Two days after Michael Eisen received his Ph.D. from Harvard University in 1996, he got a call from an old friend. The friend had often heard Eisen claim that someday he wanted to be a baseball play-by-play announcer. "If you're serious," he told him, "there's a minor-league team in Tennessee that wants to talk with you."
Thirty hours later, Eisen was on a plane to Nashville. He rented a car at the airport and drove an hour south to the town of Columbia. "When I walked through the gates they handed me a roster and a microphone and said, 'You're on the air in ten minutes.'"
Eisen's summer as a radio announcer for the Columbia Mules didn't stop him from reporting for a postdoctoral fellowship in HHMI investigator Patrick O. Brown's lab at Stanford University in the fall. But broadcasting is an apt metaphor for the approach Eisen has taken to science: He constantly strives to ensure that advances made in his lab reach as broad an audience as possible, and he has created new opportunities for other researchers to do the same.
At Stanford, Eisen developed software and techniques to analyze data from DNA microarrays—tools invented in Brown's lab that are used to measure the activity of thousands of genes simultaneously. Microarrays are now used by many labs around the world and have been an important tool for determining distinct "genetic signatures" for diseases such as cancer. "We were generating data on a scale never generated before," says Eisen.
But sifting through the mountains of data that Brown's lab was collecting was only part of the challenge. What Eisen and his lab mates really needed was more biological context for their data. "When you're working on just one gene at a time, you can know everything there is to know about that gene," he says. "But when you shift to studying the entire genome, you can only know a tiny fraction of the relevant information you need to interpret an experiment."
Eisen and Brown decided that if they could place all the research articles that were relevant to a particular microarray experiment in a single online location, then interpreting the results would be much easier. "People recognized the value of the Internet as an information distribution medium, but they hadn't yet realized how valuable it would be if the information were searchable and immediately available," Eisen says. However, they quickly ran into a problem. Although more and more scientific publishers were posting their articles online, most were charging substantial fees for access.
Eisen and Brown realized that the only way to solve the problem was to get scientists to change the way they publish their findings. "Becoming a publisher was the last thing on our minds," says Eisen. "But we slowly became convinced that we needed to create a new model of scientific publishing and show people that it could work."
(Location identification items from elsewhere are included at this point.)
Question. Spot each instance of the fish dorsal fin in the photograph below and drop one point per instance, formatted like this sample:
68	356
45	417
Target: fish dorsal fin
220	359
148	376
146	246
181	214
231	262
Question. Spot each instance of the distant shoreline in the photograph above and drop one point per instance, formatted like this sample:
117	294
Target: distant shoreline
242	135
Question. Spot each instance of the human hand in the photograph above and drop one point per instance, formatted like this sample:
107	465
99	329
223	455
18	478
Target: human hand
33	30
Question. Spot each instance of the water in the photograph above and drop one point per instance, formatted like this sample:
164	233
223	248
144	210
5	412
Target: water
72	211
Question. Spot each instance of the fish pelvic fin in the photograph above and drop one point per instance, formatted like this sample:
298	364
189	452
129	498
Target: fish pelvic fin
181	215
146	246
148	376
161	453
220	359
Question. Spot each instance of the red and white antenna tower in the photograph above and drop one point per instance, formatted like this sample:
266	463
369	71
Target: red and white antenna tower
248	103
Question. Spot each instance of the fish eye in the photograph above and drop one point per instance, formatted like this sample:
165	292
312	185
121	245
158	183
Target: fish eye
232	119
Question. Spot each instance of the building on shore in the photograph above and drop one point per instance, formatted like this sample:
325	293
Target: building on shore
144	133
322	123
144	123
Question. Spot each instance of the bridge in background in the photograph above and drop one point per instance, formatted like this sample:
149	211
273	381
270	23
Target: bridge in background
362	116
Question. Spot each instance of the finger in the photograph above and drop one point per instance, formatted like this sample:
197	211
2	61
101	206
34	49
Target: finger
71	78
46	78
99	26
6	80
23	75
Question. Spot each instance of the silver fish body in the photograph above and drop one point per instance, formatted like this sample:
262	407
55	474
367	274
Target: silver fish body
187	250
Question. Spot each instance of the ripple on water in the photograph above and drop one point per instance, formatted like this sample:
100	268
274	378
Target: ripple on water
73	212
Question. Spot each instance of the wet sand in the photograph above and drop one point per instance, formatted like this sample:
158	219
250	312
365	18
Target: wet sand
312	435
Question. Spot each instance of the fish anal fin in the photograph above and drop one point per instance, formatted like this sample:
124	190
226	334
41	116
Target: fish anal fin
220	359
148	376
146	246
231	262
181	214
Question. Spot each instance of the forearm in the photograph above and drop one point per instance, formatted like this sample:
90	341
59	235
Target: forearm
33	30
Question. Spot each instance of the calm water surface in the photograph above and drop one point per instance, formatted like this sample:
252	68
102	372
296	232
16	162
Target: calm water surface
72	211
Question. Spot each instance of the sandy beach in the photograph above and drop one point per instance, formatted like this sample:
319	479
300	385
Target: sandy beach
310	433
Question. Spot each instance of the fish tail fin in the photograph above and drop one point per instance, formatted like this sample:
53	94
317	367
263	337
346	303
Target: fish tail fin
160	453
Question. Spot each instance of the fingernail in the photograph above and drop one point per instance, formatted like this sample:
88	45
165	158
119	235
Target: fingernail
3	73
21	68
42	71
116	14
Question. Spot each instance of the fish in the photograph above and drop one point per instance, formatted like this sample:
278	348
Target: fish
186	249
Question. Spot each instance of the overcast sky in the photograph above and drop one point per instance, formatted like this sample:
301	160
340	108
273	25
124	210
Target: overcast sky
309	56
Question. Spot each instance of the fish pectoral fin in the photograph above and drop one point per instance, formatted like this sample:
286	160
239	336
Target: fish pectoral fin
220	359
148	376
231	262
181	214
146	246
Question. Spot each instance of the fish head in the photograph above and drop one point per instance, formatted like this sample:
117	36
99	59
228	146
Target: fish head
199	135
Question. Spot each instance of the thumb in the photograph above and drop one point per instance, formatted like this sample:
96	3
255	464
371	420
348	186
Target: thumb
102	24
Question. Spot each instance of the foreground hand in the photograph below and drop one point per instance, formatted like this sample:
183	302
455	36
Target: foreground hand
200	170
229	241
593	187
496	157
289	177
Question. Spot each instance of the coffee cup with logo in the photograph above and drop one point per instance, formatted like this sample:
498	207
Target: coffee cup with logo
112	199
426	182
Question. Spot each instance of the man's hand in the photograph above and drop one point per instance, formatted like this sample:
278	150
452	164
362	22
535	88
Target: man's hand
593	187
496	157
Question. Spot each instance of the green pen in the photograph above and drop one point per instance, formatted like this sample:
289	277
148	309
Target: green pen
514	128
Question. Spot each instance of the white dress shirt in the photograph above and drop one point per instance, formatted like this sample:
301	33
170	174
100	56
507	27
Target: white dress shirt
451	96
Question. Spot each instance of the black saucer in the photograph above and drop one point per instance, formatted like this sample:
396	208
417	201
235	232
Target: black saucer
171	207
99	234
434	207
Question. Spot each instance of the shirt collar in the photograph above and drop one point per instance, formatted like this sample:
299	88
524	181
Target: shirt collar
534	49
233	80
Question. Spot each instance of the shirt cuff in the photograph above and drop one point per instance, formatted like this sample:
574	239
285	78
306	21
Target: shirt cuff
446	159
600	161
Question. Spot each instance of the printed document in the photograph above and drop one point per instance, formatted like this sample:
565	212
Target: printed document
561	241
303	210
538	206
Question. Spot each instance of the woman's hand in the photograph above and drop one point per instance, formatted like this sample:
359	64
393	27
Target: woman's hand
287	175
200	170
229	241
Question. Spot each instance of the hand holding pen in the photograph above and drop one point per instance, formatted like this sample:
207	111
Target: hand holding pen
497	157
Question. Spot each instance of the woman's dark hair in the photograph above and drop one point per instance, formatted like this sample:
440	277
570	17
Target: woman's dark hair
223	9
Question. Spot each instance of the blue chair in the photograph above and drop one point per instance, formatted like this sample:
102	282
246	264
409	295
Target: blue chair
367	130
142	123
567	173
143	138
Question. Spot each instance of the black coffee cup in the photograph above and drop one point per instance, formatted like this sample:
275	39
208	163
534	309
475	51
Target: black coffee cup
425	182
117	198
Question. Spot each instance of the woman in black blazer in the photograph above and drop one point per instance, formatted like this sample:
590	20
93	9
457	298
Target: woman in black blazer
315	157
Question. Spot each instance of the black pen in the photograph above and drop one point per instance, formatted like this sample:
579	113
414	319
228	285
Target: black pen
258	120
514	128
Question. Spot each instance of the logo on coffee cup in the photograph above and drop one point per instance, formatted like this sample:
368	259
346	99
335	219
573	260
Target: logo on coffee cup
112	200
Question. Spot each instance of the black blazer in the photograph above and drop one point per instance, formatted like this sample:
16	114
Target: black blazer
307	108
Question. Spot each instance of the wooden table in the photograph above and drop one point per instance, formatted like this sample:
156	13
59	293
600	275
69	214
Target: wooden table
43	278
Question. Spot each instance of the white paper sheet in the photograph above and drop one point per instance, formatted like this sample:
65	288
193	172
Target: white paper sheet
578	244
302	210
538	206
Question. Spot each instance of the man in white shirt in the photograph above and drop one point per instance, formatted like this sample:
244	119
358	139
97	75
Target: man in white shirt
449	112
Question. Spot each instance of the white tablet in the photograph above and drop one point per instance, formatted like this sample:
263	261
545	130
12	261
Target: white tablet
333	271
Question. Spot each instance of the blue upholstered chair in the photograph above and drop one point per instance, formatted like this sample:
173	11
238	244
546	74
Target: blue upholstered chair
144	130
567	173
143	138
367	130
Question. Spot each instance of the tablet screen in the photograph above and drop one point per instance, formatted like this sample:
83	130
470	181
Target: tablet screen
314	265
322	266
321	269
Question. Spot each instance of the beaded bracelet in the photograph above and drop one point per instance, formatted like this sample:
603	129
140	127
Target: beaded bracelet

The result was the Public Library of Science (PLoS), which Eisen, Brown, and Nobel Prize–winning cancer biologist Harold Varmus cofounded in 2001. Now the publisher of seven online peer-reviewed scientific and medical journals, PLoS permits free, unrestricted use and distribution of the articles it publishes, as long as the original work is properly cited. Eisen says PLoS has demonstrated that open access is a logical way to take advantage of the Internet's capability to disseminate information to anyone who needs it.
The time and energy that Eisen devoted to launching PLoS have not detracted from his research career. Since 2000, he has been a computational and evolutionary biologist at the University of California, Berkeley and the Lawrence Berkeley National Laboratory. Eisen's lab, which includes geneticists, biochemists, biologists, ecologists, and computer scientists, uses fruit flies in the genus Drosophila as a model to study how the form and behavior of animals is determined by their genome sequences. Specifically, they are interested in the sequences that determine when genes are turned on and off during development—with the long-term goal of understanding how changes in these sequences alter how species look and act.
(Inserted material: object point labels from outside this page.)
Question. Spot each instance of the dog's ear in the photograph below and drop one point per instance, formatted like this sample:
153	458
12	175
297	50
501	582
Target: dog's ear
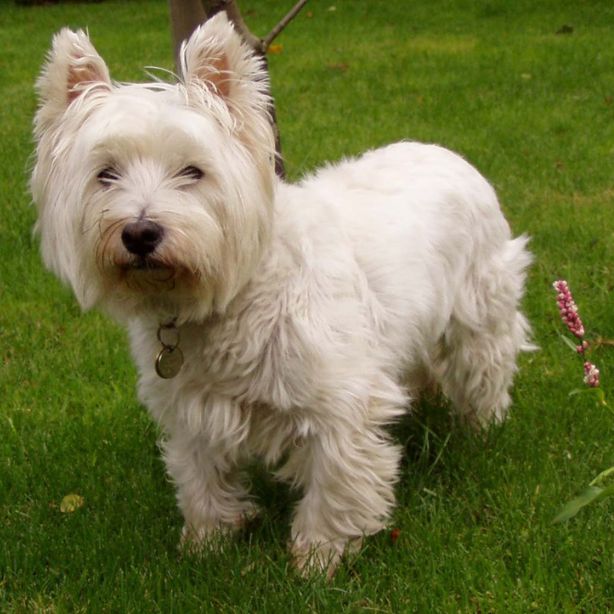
216	58
73	67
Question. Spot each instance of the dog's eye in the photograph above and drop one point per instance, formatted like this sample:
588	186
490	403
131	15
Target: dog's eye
191	172
107	176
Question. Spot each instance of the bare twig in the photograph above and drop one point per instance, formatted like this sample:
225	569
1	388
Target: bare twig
292	13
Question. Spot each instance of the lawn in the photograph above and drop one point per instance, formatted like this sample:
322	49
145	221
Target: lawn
525	91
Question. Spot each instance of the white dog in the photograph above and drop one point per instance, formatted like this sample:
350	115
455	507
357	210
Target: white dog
285	322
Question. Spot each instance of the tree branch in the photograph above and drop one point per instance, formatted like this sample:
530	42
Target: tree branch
187	15
292	13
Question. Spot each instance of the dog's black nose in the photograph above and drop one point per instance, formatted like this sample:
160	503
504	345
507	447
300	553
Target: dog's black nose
141	237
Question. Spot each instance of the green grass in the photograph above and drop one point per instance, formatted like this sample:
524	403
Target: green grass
492	79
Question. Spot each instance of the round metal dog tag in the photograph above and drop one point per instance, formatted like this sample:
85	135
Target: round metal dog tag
169	362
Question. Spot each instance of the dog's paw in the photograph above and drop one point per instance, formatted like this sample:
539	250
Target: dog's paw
312	556
214	533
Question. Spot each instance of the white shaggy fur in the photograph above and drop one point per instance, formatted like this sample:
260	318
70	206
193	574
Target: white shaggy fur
306	313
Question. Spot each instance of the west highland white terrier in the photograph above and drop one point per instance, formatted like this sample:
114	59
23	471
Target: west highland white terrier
290	323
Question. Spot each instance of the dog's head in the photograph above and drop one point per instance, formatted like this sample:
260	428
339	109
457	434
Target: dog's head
155	197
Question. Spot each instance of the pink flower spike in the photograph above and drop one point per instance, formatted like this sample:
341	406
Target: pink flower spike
568	308
591	375
582	347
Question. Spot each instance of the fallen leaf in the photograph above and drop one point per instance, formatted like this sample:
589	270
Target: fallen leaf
339	66
71	503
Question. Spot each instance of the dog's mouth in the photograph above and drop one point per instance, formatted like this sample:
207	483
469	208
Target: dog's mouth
146	263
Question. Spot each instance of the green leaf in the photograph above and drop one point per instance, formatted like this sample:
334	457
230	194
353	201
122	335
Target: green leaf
592	494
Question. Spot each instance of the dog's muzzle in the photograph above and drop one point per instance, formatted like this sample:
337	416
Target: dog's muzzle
142	237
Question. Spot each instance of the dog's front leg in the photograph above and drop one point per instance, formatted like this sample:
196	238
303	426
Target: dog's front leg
210	495
348	476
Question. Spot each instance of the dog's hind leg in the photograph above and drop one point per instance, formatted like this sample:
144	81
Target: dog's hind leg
210	494
477	354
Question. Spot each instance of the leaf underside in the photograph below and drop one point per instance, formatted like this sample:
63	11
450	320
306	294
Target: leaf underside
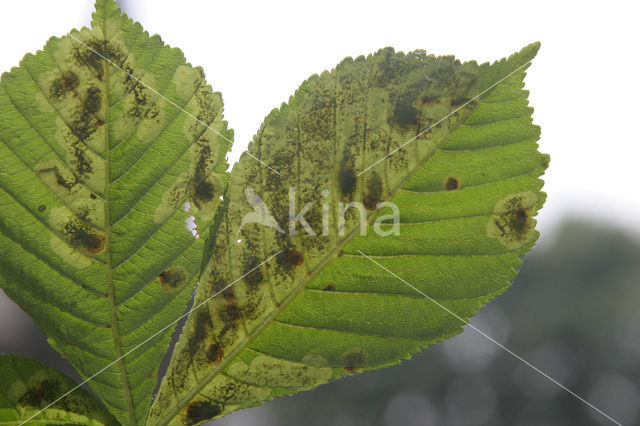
95	168
31	387
467	191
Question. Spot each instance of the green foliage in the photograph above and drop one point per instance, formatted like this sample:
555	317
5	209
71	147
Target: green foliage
28	387
95	170
98	159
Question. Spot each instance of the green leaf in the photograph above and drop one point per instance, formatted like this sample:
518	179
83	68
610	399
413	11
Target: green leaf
31	387
467	190
97	159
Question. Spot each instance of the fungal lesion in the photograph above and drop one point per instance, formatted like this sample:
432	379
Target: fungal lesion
74	239
451	183
354	360
512	223
200	411
173	279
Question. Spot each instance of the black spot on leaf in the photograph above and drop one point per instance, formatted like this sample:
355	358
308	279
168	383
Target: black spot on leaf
354	359
253	271
451	183
63	84
200	411
346	179
205	191
173	278
46	392
82	236
290	258
407	115
215	353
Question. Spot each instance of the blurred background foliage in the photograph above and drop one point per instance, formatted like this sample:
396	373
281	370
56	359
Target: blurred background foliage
574	312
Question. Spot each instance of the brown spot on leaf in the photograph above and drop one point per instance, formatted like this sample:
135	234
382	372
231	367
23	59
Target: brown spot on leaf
513	222
429	99
173	278
374	186
233	312
215	353
205	191
354	359
290	258
407	115
253	271
63	84
82	236
459	100
47	391
346	179
451	183
200	411
228	295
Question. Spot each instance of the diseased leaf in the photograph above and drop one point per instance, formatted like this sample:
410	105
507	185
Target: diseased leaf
467	190
30	387
95	167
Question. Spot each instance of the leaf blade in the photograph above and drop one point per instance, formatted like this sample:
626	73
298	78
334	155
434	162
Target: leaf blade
32	387
105	134
323	310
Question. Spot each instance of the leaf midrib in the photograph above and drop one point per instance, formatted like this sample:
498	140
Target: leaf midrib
107	227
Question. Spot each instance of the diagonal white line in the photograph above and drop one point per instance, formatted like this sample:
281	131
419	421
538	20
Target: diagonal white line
173	103
518	357
154	335
445	117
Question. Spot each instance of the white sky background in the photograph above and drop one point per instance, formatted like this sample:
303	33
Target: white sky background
584	83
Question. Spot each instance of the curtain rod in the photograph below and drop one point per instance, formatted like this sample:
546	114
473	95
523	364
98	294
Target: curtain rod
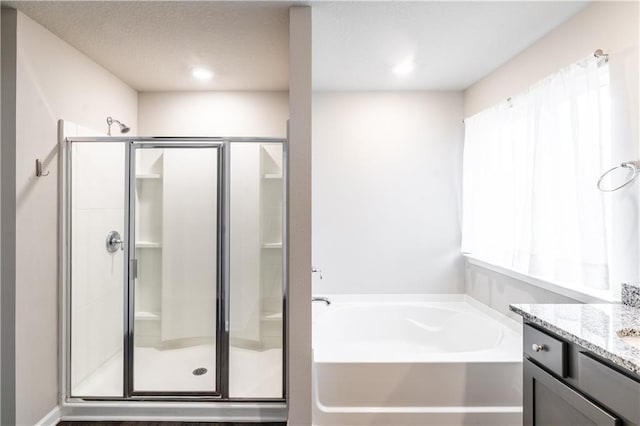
598	54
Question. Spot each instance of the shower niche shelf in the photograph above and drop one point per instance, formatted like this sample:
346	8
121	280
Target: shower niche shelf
149	176
272	176
148	244
272	245
271	196
149	195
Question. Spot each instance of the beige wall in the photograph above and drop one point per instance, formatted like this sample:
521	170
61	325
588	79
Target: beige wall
54	81
390	162
613	27
299	226
261	114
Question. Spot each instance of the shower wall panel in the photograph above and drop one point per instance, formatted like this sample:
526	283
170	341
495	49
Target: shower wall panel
98	185
189	233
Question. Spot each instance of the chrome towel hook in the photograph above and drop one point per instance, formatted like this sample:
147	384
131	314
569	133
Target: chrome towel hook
634	166
39	169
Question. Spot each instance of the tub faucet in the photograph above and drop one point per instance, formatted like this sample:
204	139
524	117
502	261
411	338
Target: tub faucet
321	299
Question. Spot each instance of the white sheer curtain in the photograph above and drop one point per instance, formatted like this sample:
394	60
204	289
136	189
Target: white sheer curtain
530	201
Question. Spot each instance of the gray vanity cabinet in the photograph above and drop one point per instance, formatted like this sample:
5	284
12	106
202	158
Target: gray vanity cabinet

Realizing that patterns and principles are more likely to emerge when scientists compare the genomes of related species than by studying the stream of As, Ts, Gs, and Cs in a single genome, Eisen helped spur a major international effort to sequence the genomes of 12 species of Drosophila. His lab led the labor-intensive analysis of the data that project generated. The information from the "12 Genomes Project," published in 2007, is serving as a rich resource for Drosophila researchers.
Eisen's team analyzes these genomes, and those of other flies, and performs detailed experimental dissections of gene regulation in Drosophila embryos. "We are trying to take advantage of natural sequence variation," says Eisen. "You can think of these genomes as experiments that evolution has already done for you."
The function of regulatory DNA in fruit flies may seem far removed from medical applications, but Eisen insists that there is a "direct and important" link. "In just a few years, everyone will be able to know their genome sequence. At that point, a great challenge is going to be understanding the consequences of genetic variation. Our interest in the long run is to apply what we learn in Drosophila to understanding variation in the human genome."